President says confident in World Court cause

As Guyana celebrates 48 years as a Republic, President David Granger has reiterated his government’s intention to take the Venezuelan border controversy to the World Court and declared each citizen a protector of the nation’s sovereignty.

In his message for last night’s flag raising at D’Urban Park, Granger noted in the exercise of their sovereignty Guyanese are defending the Republic.

“We are protecting our patrimony. We are ensuring that future generations will be able to inherit this beautiful country, to live in peace and to enjoy the good life and prosperity which this bountiful country has to offer,” he stressed.
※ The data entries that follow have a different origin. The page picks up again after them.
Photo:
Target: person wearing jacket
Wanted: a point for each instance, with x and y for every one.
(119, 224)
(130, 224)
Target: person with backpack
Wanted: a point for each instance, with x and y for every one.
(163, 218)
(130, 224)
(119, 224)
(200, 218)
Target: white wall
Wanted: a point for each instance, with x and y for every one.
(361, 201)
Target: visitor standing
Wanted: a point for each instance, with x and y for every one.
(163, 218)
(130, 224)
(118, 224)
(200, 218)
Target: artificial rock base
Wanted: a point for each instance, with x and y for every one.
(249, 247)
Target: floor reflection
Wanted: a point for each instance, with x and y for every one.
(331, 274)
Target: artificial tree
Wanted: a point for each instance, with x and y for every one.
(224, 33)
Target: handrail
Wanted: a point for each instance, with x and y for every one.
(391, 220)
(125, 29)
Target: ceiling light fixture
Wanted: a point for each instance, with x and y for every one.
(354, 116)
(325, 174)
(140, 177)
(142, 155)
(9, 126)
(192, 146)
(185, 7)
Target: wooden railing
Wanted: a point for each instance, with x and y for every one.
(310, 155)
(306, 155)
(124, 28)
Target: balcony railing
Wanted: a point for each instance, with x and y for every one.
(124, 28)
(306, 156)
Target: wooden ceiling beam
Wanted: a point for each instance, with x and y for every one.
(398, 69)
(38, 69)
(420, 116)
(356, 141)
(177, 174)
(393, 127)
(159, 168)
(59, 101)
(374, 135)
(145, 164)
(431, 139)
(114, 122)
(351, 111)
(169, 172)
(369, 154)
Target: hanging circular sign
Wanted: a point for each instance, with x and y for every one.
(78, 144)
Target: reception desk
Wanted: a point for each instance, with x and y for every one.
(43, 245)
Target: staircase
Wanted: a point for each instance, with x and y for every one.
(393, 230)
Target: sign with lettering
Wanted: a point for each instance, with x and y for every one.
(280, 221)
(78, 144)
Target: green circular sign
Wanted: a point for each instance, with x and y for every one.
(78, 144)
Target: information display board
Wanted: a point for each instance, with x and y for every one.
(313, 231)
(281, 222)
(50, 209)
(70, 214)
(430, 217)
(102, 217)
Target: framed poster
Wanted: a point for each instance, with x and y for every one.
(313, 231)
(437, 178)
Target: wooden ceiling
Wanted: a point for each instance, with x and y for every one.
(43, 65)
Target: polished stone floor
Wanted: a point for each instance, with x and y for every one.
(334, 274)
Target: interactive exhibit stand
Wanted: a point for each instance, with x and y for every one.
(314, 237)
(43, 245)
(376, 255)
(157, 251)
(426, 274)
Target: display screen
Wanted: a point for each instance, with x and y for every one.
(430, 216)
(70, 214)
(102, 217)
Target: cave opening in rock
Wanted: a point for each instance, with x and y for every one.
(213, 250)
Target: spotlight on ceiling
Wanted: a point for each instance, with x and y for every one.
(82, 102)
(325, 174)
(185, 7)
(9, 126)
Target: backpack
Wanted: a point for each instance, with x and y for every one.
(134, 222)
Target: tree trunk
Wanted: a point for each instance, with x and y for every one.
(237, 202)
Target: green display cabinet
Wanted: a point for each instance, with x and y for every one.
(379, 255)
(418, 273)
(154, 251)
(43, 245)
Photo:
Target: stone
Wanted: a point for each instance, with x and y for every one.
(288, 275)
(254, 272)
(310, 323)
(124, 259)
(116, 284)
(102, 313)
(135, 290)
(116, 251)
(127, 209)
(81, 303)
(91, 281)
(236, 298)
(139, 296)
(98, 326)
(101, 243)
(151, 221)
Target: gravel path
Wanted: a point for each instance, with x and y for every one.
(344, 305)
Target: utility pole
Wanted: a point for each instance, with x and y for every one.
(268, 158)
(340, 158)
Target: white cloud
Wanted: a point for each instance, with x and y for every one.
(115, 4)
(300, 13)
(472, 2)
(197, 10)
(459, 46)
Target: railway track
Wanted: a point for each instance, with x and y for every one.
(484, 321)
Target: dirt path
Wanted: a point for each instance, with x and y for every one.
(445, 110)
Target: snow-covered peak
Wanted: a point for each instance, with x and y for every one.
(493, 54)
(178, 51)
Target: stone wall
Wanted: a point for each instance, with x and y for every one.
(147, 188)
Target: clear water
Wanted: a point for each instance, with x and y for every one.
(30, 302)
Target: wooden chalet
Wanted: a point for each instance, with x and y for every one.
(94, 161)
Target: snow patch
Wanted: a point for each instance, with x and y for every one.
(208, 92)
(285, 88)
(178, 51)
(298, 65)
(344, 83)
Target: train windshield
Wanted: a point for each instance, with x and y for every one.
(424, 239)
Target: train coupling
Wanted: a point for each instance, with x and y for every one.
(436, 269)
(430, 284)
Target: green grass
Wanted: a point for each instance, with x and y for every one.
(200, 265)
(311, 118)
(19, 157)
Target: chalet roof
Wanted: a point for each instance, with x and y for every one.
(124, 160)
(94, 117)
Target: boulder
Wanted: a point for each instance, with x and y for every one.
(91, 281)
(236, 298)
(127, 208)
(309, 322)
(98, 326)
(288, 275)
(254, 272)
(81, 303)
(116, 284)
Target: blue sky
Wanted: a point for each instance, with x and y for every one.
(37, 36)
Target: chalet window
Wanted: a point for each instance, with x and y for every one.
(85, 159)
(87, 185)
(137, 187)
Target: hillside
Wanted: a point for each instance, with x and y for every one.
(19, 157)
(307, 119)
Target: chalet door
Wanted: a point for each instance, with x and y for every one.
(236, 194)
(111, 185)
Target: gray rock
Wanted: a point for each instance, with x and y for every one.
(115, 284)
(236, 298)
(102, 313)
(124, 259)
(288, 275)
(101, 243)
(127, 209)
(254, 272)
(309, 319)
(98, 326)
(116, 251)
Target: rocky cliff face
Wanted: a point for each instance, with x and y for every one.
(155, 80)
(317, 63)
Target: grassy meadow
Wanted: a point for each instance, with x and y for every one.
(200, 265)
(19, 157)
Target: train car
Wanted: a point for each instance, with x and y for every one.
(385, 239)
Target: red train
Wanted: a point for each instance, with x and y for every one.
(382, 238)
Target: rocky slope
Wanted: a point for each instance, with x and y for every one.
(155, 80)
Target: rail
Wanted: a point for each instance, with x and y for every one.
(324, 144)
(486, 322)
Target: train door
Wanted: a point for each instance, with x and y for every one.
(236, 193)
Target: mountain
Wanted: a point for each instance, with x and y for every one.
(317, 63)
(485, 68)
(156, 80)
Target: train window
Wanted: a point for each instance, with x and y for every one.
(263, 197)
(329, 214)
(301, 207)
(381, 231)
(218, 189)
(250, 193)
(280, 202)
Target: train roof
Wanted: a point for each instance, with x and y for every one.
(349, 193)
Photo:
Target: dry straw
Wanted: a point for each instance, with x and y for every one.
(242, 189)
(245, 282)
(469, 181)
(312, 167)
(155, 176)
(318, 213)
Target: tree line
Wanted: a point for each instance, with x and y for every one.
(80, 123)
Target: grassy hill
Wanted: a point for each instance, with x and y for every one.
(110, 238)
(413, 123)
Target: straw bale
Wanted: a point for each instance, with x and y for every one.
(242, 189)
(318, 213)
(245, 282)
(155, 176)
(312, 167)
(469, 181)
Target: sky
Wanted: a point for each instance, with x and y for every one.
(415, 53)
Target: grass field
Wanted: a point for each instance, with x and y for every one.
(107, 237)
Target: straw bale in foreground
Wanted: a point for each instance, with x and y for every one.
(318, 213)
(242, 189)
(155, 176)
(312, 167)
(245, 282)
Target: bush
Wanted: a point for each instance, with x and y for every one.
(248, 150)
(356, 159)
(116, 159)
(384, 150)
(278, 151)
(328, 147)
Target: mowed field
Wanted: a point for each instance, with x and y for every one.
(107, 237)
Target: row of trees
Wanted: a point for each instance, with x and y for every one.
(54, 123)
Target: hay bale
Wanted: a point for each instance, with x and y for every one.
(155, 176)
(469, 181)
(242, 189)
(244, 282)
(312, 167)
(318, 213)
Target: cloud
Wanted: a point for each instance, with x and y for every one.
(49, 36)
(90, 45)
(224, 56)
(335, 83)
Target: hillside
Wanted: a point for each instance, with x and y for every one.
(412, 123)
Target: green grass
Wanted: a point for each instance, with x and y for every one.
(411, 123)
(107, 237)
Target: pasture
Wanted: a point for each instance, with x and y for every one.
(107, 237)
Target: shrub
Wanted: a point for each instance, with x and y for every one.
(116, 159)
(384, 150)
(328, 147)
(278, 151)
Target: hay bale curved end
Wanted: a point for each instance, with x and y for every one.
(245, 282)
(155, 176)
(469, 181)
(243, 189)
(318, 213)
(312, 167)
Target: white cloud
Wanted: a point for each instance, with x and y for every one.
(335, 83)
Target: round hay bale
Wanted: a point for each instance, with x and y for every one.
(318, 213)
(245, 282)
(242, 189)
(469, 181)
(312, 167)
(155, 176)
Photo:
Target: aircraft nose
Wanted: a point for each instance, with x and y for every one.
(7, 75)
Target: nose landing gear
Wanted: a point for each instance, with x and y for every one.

The president reminded that in severing vestigial constitutional bonds with the United Kingdom 48 years ago Guyana became fully sovereign, no longer subject to external authority and assumed the title ‘Cooperative Republic’.

This Republic vested sovereignty in the Guyanese people charging them with exercising this sovereignty by assuming responsibility for defending their motherland and developing the economy.

The president argued that efforts to defend the homeland have not been in vain though Guyanese have lived under the shadow of territorial threats since Independence in 1966.

With the United Nations Secretary General in January indicating his choice of the International Court of Justice (ICJ) as the means to resolve the Venezuelan controversy, Guyana is now closer to a juridical settlement.

Granger said that the nation’s case before the ICJ will in the coming months be pursued with the same determination with which the unwarranted claim to Guyanese territory has been rejected in past years.

“We are confident that our cause is just and our case is sound. We are committed to defending our motherland,” he said of his government.

Citizen safety

The head of state also committed his government to the improvement of citizens’ safety.

Quoting Guyana’s constitution he reminded that “the State’s defence and security policy shall be to defend national independence, preserve the country’s sovereignty and integrity and guarantee the normal functioning of institutions and the security of citizens against any armed aggression.”

“Citizens’ safety is the State’s paramount objective,” he stressed adding that “people must be safe in their homes, villages and places of work. Their property, must be protected against crime.”

In pursuit of this objection Granger noted that Guyana’s Government is enhancing the delivery of services to its most distant communities, both on the coastland and in the hinterland, in good times and bad.

Government, he said, is augmenting its resources to render assistance to regional administrations and villages in times of flood, drought, threats to public order and other emergencies.

“We, Guyanese, are proud of our country. Guyana’s green grandeur must be protected. Its grasslands, highlands, islands, wetlands, lakes, coastal mudflats, rainforests, rivers and waterfalls are wonderful – not a mere figment of its citizens’ imagination,” the president maintained.

He further noted that Guyana looks forward to the intensification of cooperation with friendly, foreign states, especially in building capacity for the Defence Force’s technical corps to improve the national infrastructure in every part of the country, to defend the country’s territorial integrity, its citizens and to respond to emergencies.

“International cooperation is essential to preserving this continent as a zone of peace; to preventing and interdicting transnational threats such as drug-, gun- and human-trafficking, the spread of contagious diseases, terrorism and to mitigating the adverse effects of climate change and natural hazards,” Granger told the nation.